GWInvestigasi.com Bacan – Keputusan Bupati Halmahera Selatan untuk kembali melantik empat kepala desa yang sebelumnya sudah dibatalkan melalui putusan Pengadilan Tata Usaha Negara (PTUN) Ambon, dinilai tidak dapat dibenarkan secara hukum.
Empat kepala desa yang kembali dilantik tersebut adalah:
1. Umar La Suma, Kepala Desa Gandasuli, Kecamatan Bacan Selatan.
2. Amrul Ms. Manila, Kepala Desa Goro-goro, Kecamatan Bacan Timur.
3. Arti Loyang, S.Pd, Kepala Desa Loleongusu, Kecamatan Mandioli Utara.
4. Melkias Katiandago, Kepala Desa Kuo, Kecamatan Gane Timur Selatan.
Padahal, masing-masing putusan PTUN Ambon telah dengan tegas membatalkan Surat Keputusan (SK) pengangkatan mereka dan telah berkekuatan hukum tetap (inkracht van gewijsde). Putusan tersebut bersifat mengikat dan wajib dilaksanakan.
Praktisi hukum Safri Nyong, SH menegaskan, langkah Bupati Halsel melantik kembali empat kepala desa tersebut jelas bertentangan dengan hukum.
Putusan PTUN yang telah inkracht memiliki kekuatan hukum yang sama dengan peraturan perundang-undangan dan berlaku secara umum (erga omnes). Artinya SK yang dibatalkan tidak lagi sah.
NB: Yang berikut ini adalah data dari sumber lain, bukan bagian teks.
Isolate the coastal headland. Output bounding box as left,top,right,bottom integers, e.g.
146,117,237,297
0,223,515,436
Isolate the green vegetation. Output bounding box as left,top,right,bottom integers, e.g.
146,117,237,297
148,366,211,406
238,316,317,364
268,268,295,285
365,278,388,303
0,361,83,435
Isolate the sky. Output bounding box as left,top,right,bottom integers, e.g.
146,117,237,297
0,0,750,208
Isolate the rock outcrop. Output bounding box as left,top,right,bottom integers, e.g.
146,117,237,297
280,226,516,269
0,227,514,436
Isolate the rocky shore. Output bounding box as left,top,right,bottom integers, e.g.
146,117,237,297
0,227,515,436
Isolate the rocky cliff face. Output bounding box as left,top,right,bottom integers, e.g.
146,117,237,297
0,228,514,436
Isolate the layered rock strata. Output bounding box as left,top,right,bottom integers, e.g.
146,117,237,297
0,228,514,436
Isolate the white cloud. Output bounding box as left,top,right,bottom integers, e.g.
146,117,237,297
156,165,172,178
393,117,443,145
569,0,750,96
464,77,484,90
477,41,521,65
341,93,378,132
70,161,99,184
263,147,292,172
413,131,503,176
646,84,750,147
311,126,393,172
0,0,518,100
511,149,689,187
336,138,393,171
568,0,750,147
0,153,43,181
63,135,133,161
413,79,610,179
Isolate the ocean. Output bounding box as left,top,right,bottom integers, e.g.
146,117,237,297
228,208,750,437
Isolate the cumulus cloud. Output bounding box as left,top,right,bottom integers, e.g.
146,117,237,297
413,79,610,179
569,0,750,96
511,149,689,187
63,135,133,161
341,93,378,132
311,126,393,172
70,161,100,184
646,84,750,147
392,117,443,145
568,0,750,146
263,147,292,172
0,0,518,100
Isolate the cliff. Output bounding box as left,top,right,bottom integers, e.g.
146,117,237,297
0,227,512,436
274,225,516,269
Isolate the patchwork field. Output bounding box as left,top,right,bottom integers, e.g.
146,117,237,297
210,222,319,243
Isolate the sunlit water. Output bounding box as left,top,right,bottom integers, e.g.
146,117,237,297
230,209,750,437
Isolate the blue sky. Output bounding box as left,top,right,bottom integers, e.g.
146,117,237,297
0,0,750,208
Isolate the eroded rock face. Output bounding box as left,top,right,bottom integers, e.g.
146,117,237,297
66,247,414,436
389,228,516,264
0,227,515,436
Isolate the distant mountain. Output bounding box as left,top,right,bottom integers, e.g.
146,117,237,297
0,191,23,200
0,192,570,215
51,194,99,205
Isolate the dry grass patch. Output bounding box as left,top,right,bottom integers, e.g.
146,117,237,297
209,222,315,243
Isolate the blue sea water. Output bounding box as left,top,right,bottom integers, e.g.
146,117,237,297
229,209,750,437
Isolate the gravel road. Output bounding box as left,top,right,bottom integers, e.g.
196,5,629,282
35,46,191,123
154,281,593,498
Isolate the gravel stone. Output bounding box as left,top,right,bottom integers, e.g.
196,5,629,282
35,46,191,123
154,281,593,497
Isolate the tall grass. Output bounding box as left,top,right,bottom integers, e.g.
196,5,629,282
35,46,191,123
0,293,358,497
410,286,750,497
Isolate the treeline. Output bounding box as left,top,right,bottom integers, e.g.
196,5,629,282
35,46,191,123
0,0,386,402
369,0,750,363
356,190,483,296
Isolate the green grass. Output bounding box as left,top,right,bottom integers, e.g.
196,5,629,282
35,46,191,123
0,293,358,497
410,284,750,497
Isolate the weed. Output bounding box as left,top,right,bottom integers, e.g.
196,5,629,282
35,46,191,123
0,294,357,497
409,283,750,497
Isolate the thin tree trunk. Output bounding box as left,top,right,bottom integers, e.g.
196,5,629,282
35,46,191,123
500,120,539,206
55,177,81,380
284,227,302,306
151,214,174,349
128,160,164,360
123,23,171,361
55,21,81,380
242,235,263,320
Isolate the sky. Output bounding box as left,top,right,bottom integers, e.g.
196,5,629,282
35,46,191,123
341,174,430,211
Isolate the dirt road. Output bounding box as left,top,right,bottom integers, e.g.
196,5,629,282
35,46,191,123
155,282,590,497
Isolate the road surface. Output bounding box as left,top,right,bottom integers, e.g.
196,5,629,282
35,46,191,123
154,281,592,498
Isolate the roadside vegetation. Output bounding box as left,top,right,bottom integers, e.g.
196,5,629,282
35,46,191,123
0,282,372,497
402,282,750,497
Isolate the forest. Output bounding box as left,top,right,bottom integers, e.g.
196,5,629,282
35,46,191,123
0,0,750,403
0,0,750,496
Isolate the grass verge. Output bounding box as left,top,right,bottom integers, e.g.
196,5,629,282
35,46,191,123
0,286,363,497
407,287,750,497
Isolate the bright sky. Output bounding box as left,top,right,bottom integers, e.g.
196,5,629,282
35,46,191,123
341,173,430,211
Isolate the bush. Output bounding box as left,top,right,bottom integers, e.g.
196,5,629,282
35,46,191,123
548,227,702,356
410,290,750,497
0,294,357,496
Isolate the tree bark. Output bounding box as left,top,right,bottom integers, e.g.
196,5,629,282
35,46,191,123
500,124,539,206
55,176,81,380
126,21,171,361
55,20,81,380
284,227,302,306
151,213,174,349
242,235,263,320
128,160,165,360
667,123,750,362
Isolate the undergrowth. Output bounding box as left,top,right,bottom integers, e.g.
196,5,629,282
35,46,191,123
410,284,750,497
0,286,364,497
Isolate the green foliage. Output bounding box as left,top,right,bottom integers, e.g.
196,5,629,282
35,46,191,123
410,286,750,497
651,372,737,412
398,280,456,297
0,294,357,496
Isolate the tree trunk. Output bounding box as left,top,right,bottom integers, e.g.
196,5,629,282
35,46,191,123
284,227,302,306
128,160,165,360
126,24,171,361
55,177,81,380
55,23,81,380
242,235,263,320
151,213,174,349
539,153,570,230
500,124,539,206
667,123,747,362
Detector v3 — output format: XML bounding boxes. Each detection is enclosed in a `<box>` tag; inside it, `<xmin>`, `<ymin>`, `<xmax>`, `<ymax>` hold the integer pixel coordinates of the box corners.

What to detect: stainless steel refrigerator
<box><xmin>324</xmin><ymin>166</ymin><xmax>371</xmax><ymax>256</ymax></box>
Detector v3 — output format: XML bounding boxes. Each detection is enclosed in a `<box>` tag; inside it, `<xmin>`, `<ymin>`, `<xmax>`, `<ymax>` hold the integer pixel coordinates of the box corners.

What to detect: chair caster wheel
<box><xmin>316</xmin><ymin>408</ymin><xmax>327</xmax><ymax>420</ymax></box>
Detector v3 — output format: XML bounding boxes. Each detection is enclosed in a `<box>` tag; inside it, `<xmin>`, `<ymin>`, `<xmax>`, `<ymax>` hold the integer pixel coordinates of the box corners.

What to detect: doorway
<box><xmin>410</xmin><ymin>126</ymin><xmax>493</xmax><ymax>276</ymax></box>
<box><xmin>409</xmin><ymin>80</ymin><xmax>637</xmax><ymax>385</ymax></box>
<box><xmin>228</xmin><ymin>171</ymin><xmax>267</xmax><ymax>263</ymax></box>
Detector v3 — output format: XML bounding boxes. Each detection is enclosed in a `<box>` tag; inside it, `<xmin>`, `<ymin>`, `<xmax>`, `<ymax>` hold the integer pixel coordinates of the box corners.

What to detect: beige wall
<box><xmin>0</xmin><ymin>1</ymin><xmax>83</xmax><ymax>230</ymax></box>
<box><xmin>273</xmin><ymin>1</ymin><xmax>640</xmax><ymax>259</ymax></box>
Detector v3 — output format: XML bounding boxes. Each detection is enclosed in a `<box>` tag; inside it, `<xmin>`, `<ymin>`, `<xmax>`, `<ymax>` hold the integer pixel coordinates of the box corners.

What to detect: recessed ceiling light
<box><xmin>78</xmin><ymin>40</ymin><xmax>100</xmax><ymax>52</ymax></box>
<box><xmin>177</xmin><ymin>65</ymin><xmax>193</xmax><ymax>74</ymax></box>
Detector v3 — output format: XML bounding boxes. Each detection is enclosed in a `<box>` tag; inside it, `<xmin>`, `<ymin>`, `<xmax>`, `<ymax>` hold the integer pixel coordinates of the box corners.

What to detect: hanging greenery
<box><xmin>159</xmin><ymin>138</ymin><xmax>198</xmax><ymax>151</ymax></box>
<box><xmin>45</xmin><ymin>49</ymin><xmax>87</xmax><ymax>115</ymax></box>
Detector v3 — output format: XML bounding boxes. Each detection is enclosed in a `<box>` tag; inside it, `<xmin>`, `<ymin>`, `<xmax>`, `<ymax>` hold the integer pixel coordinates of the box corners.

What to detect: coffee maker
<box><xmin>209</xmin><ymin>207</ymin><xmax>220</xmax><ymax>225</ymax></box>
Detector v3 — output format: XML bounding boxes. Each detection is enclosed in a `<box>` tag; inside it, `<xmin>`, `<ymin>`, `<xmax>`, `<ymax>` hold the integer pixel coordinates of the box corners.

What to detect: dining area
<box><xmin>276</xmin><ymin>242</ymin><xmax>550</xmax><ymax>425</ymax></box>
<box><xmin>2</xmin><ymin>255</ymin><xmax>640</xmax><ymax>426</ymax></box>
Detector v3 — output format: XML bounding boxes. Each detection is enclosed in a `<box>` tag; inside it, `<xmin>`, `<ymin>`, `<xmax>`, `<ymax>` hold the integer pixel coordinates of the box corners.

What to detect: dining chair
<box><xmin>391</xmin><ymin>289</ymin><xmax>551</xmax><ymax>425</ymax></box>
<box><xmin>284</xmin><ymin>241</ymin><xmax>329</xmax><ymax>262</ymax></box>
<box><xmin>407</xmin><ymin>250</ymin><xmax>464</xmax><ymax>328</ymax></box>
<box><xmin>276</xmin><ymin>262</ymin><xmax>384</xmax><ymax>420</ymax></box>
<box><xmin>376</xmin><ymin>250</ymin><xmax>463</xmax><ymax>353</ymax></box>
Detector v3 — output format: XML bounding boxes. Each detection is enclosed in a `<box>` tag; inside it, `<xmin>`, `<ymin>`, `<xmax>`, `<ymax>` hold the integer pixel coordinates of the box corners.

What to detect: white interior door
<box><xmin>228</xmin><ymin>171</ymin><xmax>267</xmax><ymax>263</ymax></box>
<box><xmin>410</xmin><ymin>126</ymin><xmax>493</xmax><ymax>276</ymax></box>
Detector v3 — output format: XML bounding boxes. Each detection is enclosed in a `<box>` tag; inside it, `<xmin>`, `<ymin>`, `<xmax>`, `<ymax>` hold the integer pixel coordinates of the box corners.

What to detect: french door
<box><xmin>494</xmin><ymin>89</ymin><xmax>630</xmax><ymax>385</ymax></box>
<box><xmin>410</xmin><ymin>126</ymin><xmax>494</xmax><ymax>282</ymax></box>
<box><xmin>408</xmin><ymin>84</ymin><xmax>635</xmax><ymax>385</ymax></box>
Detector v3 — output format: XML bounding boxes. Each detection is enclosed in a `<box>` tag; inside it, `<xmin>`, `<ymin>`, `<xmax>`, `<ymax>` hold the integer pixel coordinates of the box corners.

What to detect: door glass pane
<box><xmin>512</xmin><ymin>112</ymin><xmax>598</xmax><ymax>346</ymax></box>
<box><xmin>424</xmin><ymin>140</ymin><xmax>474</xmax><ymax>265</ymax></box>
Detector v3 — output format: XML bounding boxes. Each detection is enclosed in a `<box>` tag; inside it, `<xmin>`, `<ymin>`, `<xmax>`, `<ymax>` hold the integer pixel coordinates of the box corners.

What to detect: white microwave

Maka tidak ada alasan hukum bagi Bupati untuk menerbitkan SK baru dengan dasar Pilkades 2023 yang nyata-nyata sudah dinyatakan cacat hukum,” ujar Safri, Senin (…/…/2025).
Menurutnya, konsekuensi yuridis dari pembatalan SK itu seharusnya adalah dengan mengangkat para penggugat dalam perkara masing-masing sebagai kepala desa sah hasil Pilkades 2023, sesuai amar putusan. Alternatif lain, Bupati bisa mengambil langkah konstitusional dengan melaksanakan Pilkades ulang di desa-desa tersebut.
Selain itu, Safri juga meminta perhatian serius dari 30 anggota DPRD Kabupaten Halmahera Selatan untuk ikut mengawasi dan menegur kebijakan Bupati yang dinilai telah mengangkangi putusan pengadilan.
DPRD sebagai lembaga pengawas harus menggunakan fungsi kontrolnya. Jangan diam melihat praktik yang bertentangan dengan hukum. Jika perlu, DPRD bisa memanggil Bupati untuk meminta penjelasan resmi terkait keputusan melantik kembali empat kepala desa ini,” tegas Safri.
Safri menilai, jika DPRD abai, maka risiko terjadinya konflik sosial di tingkat desa semakin terbuka lebar, karena masyarakat bisa kehilangan kepercayaan terhadap hukum dan pemerintahan.